Provider? Can we just... ****ing not with that here, please, for my own sanity? One of your satellite physicians, colleagues, something, anything, just not ****ing provider, please.

Anyways, getting past that - in the previously irradiated setting, I see no reason to demand that the patient get the toxicities of reirradiation rather than consideration of perioperative chemotherapy, especially if the dose to the esohpagus in this area was significant from the previous treatment course.
This is literally the first time in my career I have heard someone have a negative connotation to the word provider. Its a pretty ubiquitous word around these parts. Our community docs are great. Meant nothing to suggest otherwise.
 
This is literally the first time in my career I have heard someone have a negative connotation to the word provider. Its a pretty ubiquitous word around these parts. Our community docs are great. Meant nothing to suggest otherwise.

I don't think he took issue thinking you were disparaging the community docs, rather it's that the word "provider" is being used to encompass MD/DOs along with NPs, PAs, RNs, MSWs, etc... It categorizes everyone the same and "equal" and just further erodes what little authority physicians maintain with the expansion and encroachment of midlevels
 
We're not supposed to call them midlevels anymore either.

I can see why--experienced midlevels in the major academic centers get paid not far off what a new MD grad gets paid. Before long we can all be the same...
 
Great. One more word to add to the list of words to stop using.

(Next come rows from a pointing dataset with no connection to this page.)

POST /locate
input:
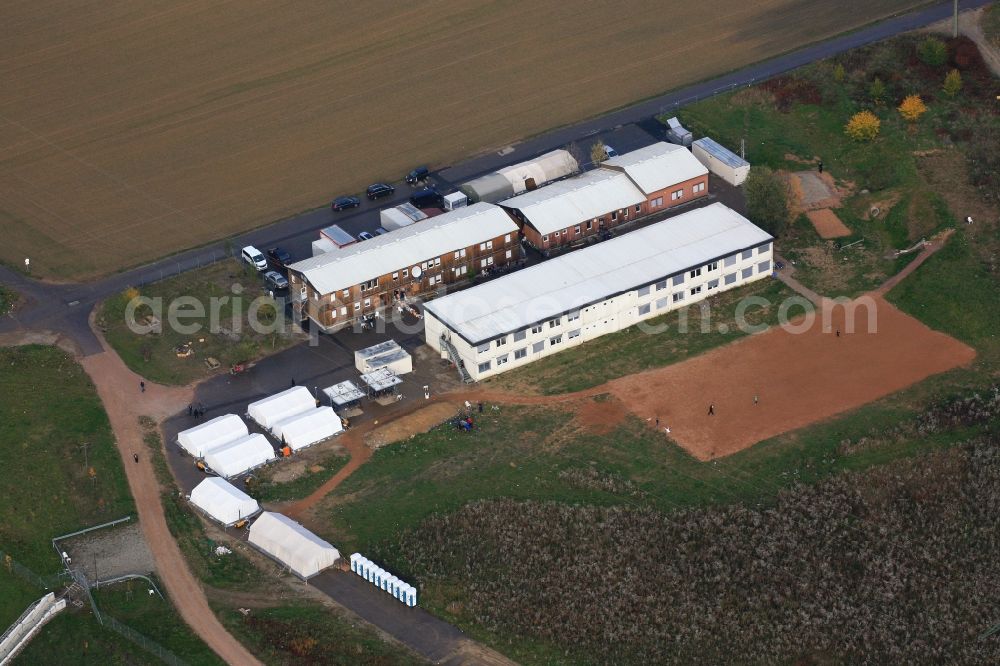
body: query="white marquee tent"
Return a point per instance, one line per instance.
(280, 406)
(240, 456)
(304, 553)
(223, 501)
(212, 434)
(306, 429)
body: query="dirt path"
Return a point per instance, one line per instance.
(118, 388)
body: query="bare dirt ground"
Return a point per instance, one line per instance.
(827, 224)
(118, 388)
(132, 130)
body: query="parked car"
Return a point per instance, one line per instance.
(280, 256)
(379, 190)
(343, 203)
(252, 256)
(426, 198)
(275, 280)
(420, 173)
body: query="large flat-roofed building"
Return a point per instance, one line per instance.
(631, 186)
(337, 287)
(563, 302)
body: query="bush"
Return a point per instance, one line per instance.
(932, 51)
(863, 126)
(767, 200)
(912, 108)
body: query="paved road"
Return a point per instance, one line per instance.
(65, 307)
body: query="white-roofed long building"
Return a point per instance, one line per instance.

I realize 1972 is getting a ways back now, but that was when George Carlin blessed us with a little diddy that started out: "There are 400,000 words in the English language and there are 7 of them you can't say on TV. What a ratio that is. 399,997 to 7. They must be really bad!"

Ratio isn't looking so good anymore 🙁
 
I'd go with the chemo alone here. I believe Neo-Aegis demonstrated slightly better outcomes with chemorads frankly, but any benefit has to be weighed against toxicity. Perioperative chemo reasonable in the non-irradiated patient and preferable here.
Not knowing what the composite plan looks like here, but there's technically permission to do 30 gy from poet.
 
Provider? Can we just... ****ing not with that here, please, for my own sanity? One of your satellite physicians, colleagues, something, anything, just not ****ing provider, please.

Anyways, getting past that - in the previously irradiated setting, I see no reason to demand that the patient get the toxicities of reirradiation rather than consideration of perioperative chemotherapy, especially if the dose to the esohpagus in this area was significant from the previous treatment course.

We're not supposed to call them midlevels anymore either.

I can see why--experienced midlevels in the major academic centers get paid not far off what a new MD grad gets paid. Before long we can all be the same...
There’s an anti-provider-screed once a year at least. I identify as male. I do not identify as provider


Also do not use the term physician assistant anymore. It’s physician associate.

 
There’s an anti-provider-screed once a year at least. I identify as male. I do not identify as provider


Also do not use the term physician assistant anymore. It’s physician associate.

Can't wait for the first PA to "correct" me. Wonder if I'll be able to keep a straight face.